I want a clarification about SHIFT-JIS characters set. Is ASCII a subset of SHIFT-JIS character set similar to UTF-8. If a file has mix of SHIFT-JIS and ASCII. how can we read the same using QT codecs?
2 Answers
Is ASCII a subset of SHIFT-JIS character set similar to UTF-8
No: the backslash (0x5C) is missing from SHIFT-JIS and being replaced by a Yen currency symbol.
If a file has mix of SHIFT-JIS and ASCII. how can we read the same using QT codecs.?
By using QTextCodec do properly decode the various pieces; however, detecting how each part is encoded is up to you...
1 Comment
At least according to wikipedia there are multiple variants of shift-jis.
The original shift-jis was based on JIS X 0201 which is almost but not quite an extension of ASCII. Two codes differed, 0x5C is a backslash in ASCII but a yen sign in the original shift-jis. 0x7E was a vertical bar (aka "pipe") in ascii, but an overline in shift-jis.

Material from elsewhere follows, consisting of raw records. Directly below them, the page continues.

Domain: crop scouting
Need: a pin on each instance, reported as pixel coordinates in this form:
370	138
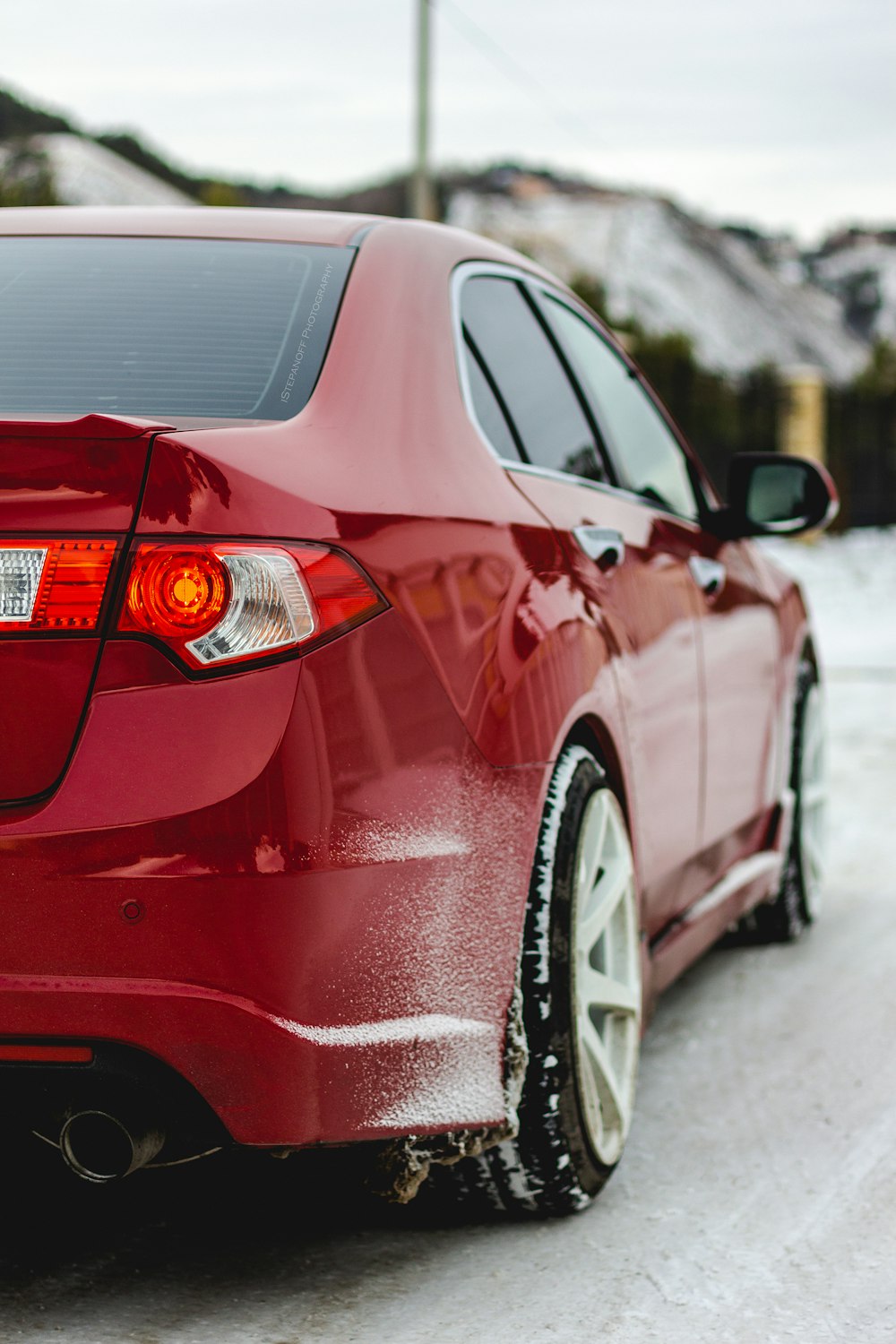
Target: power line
508	65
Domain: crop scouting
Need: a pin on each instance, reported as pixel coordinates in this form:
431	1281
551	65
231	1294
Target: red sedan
390	706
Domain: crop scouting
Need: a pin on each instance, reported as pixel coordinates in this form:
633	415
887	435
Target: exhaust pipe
101	1148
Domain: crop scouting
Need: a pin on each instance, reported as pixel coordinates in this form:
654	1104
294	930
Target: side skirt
705	921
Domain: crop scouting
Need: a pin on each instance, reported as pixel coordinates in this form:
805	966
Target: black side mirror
774	495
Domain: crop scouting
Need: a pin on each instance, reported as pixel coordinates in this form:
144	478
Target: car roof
309	226
336	228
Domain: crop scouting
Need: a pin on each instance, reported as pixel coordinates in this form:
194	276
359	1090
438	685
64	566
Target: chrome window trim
501	271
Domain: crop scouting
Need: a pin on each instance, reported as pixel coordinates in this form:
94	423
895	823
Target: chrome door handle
708	575
602	545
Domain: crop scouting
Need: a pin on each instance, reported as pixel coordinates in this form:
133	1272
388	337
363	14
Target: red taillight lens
225	604
177	593
53	585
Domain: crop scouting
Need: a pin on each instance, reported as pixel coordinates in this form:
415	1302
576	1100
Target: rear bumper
273	1081
308	903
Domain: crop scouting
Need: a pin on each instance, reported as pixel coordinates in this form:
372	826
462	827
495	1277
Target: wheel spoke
591	847
605	898
603	1074
599	991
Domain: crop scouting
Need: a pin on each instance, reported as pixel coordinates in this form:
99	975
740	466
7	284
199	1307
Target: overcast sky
780	112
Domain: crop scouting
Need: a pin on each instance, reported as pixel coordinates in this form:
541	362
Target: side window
527	374
646	454
487	406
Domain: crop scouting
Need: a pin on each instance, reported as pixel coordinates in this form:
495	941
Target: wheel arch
592	733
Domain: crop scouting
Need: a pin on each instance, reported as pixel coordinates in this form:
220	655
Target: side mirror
774	495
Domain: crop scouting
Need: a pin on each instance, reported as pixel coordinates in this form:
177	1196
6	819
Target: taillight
218	604
53	585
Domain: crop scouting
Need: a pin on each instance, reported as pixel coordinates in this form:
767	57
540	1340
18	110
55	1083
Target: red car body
301	886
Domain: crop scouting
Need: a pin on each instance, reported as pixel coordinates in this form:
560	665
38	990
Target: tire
796	903
581	980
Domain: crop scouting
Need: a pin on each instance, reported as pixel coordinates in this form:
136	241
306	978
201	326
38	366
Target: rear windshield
161	327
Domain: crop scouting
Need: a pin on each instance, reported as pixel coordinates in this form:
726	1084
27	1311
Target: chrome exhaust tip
99	1147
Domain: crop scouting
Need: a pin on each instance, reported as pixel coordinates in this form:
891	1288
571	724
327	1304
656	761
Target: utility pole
422	195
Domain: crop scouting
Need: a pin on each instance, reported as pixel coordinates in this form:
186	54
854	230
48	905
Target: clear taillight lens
218	604
53	585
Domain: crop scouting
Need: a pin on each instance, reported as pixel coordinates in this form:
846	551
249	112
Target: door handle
710	575
602	545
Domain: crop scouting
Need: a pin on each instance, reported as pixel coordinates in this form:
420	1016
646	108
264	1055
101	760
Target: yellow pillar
801	425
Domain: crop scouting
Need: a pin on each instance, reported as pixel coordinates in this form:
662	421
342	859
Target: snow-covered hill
86	174
672	271
860	271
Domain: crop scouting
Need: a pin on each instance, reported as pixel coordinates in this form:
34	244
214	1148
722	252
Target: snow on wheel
581	980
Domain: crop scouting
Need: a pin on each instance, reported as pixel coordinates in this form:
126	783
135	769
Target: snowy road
756	1201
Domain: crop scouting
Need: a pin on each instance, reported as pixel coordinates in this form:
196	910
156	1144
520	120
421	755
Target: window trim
530	281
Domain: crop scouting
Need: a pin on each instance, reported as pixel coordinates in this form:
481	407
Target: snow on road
755	1203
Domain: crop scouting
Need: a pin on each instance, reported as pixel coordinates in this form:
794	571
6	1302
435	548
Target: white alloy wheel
813	798
578	1011
606	976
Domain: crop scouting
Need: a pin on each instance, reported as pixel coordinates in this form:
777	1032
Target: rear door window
646	454
543	409
163	327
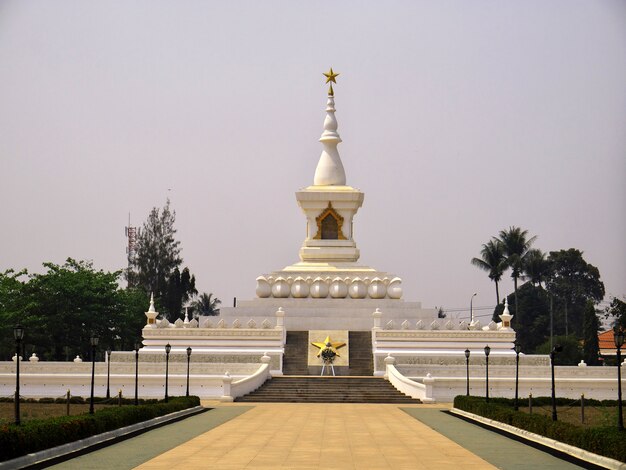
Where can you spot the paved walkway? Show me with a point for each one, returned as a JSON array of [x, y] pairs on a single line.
[[312, 436]]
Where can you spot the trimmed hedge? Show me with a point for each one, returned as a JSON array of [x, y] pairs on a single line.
[[36, 435], [602, 440]]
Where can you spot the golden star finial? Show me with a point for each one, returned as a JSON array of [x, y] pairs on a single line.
[[328, 344], [331, 77]]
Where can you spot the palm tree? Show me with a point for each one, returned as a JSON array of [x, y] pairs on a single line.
[[536, 267], [493, 261], [207, 304], [516, 246]]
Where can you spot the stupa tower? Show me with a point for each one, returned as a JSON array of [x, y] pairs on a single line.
[[329, 205], [328, 267]]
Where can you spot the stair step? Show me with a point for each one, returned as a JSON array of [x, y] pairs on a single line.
[[327, 390]]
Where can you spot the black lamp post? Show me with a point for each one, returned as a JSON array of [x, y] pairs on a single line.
[[487, 351], [137, 347], [467, 369], [108, 372], [188, 359], [556, 349], [471, 308], [18, 333], [518, 349], [618, 337], [94, 342], [168, 348]]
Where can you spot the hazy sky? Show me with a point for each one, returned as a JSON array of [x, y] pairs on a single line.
[[458, 119]]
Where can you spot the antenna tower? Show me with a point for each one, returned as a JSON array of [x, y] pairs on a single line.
[[131, 250]]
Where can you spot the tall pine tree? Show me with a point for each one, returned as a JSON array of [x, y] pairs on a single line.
[[156, 265], [591, 325]]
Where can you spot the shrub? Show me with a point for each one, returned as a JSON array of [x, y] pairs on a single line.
[[607, 441], [36, 435]]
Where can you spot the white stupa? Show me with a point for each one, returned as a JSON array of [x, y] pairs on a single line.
[[328, 287]]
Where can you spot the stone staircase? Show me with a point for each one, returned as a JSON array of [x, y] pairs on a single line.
[[301, 389], [297, 346], [361, 359], [295, 357]]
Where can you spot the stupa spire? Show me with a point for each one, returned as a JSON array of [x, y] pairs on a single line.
[[329, 171]]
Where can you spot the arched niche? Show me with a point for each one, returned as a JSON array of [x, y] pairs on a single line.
[[329, 225]]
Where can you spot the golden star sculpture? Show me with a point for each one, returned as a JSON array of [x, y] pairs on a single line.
[[331, 77], [328, 344]]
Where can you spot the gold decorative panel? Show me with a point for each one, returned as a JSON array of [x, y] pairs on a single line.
[[329, 225]]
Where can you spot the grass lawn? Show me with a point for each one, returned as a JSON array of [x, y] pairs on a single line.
[[30, 411]]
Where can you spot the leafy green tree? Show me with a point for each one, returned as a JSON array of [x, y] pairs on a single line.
[[573, 282], [130, 318], [616, 312], [68, 304], [591, 326], [62, 307], [493, 261], [206, 304], [181, 287], [572, 351], [534, 327], [516, 245]]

However, "code page 932" the windows variant of shift-jis maps the ASCII range to the ASCII unicode code points. The HTML5 spec follows the same procedure as windows. In turn many Japanese fonts will have the yen and overline at positions 0x5C and 0x7C.
You may need to experiment to find the particular behaviour of whatever encoding/decoding library you use and to decide if that behaviour is appropriate for your application.